Ethnoculturally diverse, minoritized study participants (e.g., non-Latinx Black American, Latinx) were considerably more likely to have undiagnosed cognitive impairment based on MoCA scores. Specifically, the results of univariate analyses revealed that Latinx participants were four times more likely to demonstrate cognitive impairment on the MoCA compared to their non-Latinx White counterparts. Moreover, the association of ethnocultural status with MoCA scores was among the strongest effects observed in multivariable analysis. Although one large epidemiological study found declining rates of cognitive impairment among Black and Latinx persons relative to non-Latinx White persons,36 other research, including studies conducted in clinical settings and in the community, indicate higher rates of cognitive impairment in these populations, consistent with our findings.18,37 A number of factors could explain the inequities observed in our study sample, including greater burden of chronic illnesses associated with cognitive impairment (e.g., diabetes, hypertension, and cardiovascular disease),38,39 adverse social determinants of health,40,41 the effects of sociocultural factors on test performance (e.g., quality of education, acculturation, linguistic factors),42,43 and/or potential limitations to the construct validity of the MoCA with ethnoculturally diverse populations.

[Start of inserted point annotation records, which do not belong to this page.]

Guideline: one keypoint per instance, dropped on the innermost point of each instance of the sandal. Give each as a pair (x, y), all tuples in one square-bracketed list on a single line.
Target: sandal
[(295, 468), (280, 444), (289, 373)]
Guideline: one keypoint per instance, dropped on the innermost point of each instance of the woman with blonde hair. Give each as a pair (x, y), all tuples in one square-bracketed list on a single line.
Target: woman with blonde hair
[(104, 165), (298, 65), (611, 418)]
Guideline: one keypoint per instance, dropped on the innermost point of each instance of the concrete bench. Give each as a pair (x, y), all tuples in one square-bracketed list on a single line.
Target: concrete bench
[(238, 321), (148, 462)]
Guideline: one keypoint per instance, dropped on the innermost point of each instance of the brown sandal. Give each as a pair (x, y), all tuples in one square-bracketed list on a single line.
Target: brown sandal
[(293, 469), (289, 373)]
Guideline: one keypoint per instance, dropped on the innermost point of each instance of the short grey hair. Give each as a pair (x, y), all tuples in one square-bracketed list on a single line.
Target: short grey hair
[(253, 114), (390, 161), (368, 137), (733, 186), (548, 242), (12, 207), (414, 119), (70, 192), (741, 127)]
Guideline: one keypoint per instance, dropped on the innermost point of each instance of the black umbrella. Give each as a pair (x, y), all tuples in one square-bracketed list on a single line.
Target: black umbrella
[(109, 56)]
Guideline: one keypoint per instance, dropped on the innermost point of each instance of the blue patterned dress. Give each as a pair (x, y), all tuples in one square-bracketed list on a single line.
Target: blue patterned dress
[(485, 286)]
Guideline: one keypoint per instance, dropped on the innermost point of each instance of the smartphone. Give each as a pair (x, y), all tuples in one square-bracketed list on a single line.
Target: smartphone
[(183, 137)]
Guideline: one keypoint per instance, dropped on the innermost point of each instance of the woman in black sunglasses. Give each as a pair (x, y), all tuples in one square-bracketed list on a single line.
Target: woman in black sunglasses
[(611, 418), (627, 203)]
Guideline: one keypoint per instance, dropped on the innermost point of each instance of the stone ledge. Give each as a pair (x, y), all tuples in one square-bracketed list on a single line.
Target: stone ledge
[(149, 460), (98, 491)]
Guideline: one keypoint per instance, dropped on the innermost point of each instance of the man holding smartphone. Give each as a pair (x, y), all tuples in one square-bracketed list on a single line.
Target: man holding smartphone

Study Strengths and Limitations

Strengths of this study include its large sample of adults in primary care, its racial and ethnic diversity, and use of the MoCA, a widely used, well-validated screening tool for MCI and dementia. Some limitations of the study may affect interpretation and generalizability of study findings. We may have excluded some patients who had dementia or cognitive impairment on their electronic medical record problem list because it was considered but did not represent a final diagnosis. Excluding such individuals could have led to underestimation of the rate of undiagnosed cognitive impairment. Alternatively, some clinicians may have suspected cognitive impairment but not documented it, which would result in an overestimation. The net effect of these competing possibilities is unknown. Clinical staff without training in use of the MoCA might observe different performance by patients on the assessment than if it were administered by an individual trained according to the standards of its administration, such as the research coordinators who administered it in our study. We were unable to account for some factors that may contribute to the presence and/or severity of cognitive impairment, such as comorbidities, medications, and more granular sociocultural factors known to impact cognitive test performance. Additionally, English language proficiency (ELP) was measured subjectively, and patients with low ELP may have performed better on the MoCA if they were tested in their native language. Generalizability of study findings to other study populations may be limited without such data. Study participants were recruited from two urban academic healthcare systems, which may further limit generalizability, although we included both hospital- and community-based primary care practices. The MoCA is a screening tool, and although it has high sensitivity and specificity for MCI and dementia, we did not perform comprehensive neuropsychological evaluation to confirm the identified cases of cognitive impairment.

Conclusion

In conclusion, we identified high rates of undiagnosed mild and moderate to severe cognitive impairment in primary care practices of two large urban healthcare systems, and found markedly higher rates for Black and Latinx patients than for non-Latinx White patients. These findings also demonstrate that better integration of cognitive impairment screening is needed in primary care to ensure that patients with impairment are identified and appropriately evaluated, treated, and supported. We also provide normative data for the MoCA by age and education that may serve as a useful resource for studies of similar patient populations.